Payal Jangid is an Indian children's rights activist. She campaigns against child marriage, child labor and for the right to education for girls.

Jangid was born in Hinsla in Rajasthan's Alwar district, India. In 2012, Hinsla became a Bal Mitra Gram (child-friendly village), a concept forwarded by Kailash Satyarthi and his children's foundation since 2001; this provided inspiration to Jangid. When she was 11, she prevented her own child marriage and went on to prevent the child marriage of her sister as well with the help of Sumedha Kailash and her children's trust. She became the leader (Sarpanch/President) of the Bal Panchayat (children's parliament) in her area, consisting of children from a number of nearby villages. The Bal Panchayat takes up local issues and also coordinates with the Gram Panchayats. Following her first election she became a Deputy Sarpanch. She was told about various issues that the children faced,

They told us about child labour, child marriage and women in veils being dated customs. Then there were the issues we face in schools; lack of a toilet being the biggest issue for girls. This was a major reason why many girls wouldn't come to school, because they would have to go outside in the open. When we went to the panchayat and told them that there are no toilets in the girls' school, they felt ashamed that they haven't paid any attention to children's issues.

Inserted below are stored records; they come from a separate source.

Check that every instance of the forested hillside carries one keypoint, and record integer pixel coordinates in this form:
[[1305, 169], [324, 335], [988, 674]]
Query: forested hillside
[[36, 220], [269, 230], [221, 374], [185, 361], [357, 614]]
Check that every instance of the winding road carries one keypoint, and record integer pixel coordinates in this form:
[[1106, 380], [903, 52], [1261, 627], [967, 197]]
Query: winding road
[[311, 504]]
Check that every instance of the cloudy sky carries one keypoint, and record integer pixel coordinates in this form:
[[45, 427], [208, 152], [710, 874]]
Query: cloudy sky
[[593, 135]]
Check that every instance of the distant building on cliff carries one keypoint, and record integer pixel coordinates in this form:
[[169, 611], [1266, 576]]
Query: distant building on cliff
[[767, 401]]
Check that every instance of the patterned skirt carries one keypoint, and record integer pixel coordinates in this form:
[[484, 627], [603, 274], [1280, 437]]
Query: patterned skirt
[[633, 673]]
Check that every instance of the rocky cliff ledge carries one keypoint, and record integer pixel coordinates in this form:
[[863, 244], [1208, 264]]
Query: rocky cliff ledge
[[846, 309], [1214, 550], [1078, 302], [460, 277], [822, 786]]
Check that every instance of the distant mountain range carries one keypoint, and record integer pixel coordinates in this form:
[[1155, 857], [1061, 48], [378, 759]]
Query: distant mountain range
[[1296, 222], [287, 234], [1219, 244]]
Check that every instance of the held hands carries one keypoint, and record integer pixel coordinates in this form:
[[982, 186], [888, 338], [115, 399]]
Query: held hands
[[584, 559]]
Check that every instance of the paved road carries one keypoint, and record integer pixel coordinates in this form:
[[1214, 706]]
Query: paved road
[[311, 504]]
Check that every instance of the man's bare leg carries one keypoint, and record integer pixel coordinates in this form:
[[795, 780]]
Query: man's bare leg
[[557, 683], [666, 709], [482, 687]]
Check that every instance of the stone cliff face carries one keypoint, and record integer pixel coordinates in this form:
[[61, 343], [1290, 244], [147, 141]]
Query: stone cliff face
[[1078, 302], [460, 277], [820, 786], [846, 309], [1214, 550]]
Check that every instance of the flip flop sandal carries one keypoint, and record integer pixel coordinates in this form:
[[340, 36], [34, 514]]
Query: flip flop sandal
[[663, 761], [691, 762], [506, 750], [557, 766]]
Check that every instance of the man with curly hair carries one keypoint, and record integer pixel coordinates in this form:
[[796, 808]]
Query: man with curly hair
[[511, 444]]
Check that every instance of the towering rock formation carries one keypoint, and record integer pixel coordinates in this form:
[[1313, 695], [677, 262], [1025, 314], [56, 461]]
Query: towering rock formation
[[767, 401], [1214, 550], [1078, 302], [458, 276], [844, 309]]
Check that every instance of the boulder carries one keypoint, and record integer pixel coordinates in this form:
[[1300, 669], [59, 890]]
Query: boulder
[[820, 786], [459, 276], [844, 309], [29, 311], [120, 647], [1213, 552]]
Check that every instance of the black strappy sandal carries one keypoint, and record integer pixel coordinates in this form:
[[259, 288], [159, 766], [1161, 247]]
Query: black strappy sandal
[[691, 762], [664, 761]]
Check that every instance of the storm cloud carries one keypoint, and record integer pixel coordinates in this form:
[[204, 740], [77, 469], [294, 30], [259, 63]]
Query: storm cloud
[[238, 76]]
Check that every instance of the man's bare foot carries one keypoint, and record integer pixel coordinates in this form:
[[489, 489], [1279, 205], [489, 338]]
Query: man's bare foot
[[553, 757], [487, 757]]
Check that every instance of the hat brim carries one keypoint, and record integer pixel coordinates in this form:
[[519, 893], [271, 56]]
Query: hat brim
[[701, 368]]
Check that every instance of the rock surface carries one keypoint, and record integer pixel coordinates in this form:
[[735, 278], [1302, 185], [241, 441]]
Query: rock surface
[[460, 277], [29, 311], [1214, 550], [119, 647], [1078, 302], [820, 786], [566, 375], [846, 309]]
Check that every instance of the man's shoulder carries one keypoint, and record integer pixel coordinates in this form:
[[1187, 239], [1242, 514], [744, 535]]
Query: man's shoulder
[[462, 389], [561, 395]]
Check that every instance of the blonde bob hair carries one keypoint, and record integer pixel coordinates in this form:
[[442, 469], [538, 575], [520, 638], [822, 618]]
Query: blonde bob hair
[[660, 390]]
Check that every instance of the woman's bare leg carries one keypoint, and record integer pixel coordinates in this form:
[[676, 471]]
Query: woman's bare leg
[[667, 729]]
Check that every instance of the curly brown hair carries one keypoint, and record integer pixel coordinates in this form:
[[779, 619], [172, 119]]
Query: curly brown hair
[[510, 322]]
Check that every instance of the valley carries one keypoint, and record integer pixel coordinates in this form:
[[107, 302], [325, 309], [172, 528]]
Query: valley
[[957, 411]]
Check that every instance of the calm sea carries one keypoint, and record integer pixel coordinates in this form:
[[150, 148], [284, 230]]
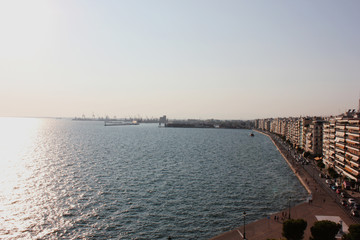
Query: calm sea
[[68, 179]]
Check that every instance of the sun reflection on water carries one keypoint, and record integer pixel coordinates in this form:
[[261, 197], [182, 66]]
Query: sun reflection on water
[[17, 139]]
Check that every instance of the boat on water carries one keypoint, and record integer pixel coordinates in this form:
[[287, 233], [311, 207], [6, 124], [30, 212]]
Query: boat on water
[[120, 123]]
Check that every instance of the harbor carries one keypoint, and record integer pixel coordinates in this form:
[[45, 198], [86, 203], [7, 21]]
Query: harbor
[[322, 205]]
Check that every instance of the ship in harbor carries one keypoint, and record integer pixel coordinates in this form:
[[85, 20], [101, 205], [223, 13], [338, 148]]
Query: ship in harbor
[[120, 123]]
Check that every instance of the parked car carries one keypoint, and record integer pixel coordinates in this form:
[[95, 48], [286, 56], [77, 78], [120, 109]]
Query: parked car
[[355, 213], [356, 206], [351, 201]]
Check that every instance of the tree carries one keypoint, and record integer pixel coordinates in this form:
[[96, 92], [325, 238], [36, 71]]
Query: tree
[[320, 164], [324, 230], [333, 173], [354, 232], [293, 229]]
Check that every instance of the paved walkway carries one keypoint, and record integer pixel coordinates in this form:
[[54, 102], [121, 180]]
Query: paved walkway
[[322, 207]]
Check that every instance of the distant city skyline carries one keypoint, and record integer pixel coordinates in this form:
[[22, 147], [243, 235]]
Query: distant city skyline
[[184, 59]]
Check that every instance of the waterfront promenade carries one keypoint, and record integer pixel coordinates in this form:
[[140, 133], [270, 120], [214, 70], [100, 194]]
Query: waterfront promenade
[[323, 206]]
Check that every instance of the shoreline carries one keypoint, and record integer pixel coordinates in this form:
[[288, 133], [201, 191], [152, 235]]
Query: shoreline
[[322, 205], [288, 162]]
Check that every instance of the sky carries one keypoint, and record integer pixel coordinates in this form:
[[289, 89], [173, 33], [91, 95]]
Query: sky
[[228, 59]]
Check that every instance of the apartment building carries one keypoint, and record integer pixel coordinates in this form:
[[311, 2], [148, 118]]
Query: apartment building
[[341, 144], [314, 137]]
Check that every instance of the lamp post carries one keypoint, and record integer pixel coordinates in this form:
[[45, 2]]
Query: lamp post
[[289, 207], [244, 225]]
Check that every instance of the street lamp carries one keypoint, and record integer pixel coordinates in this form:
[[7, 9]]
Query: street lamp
[[244, 214], [289, 207]]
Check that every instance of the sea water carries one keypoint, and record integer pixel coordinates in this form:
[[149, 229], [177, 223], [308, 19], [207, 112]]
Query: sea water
[[76, 179]]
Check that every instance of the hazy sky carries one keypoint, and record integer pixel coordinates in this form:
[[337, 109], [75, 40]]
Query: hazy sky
[[186, 58]]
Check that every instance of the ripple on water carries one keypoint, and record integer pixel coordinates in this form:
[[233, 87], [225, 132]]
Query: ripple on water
[[82, 180]]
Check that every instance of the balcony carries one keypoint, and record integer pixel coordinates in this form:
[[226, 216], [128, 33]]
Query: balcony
[[340, 150], [351, 171], [355, 134], [340, 157], [352, 147], [353, 156], [351, 140], [353, 127]]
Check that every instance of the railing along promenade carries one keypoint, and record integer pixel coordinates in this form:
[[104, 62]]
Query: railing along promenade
[[297, 160]]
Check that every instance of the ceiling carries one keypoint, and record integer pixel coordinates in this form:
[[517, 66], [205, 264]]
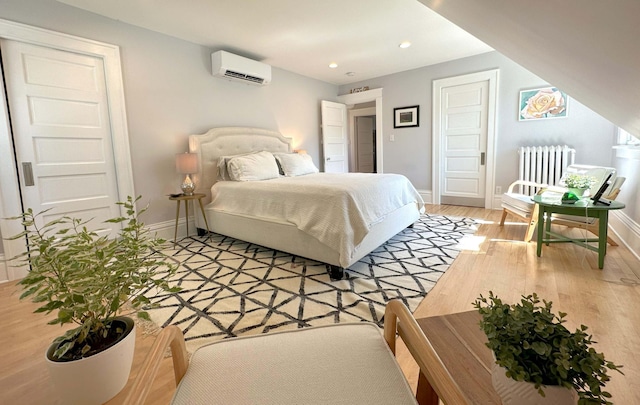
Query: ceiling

Her efforts have helped her village become child marriage free. In 2013 she was chosen as a jury member for the World's Children's Prize for the Rights of the Child in 2013.

US President Barack Obama and Michelle Obama met Jangid at the Siri Fort Auditorium in New Delhi in January 2015, with Nobel Peace Prize recipient Kailash Satyarthi.

In 2017, Reebok honoured her with its 'Young Achiever Award'. In 2019 she was awarded a Goalkeepers Changemaker Award, the youngest Changemaker awardee.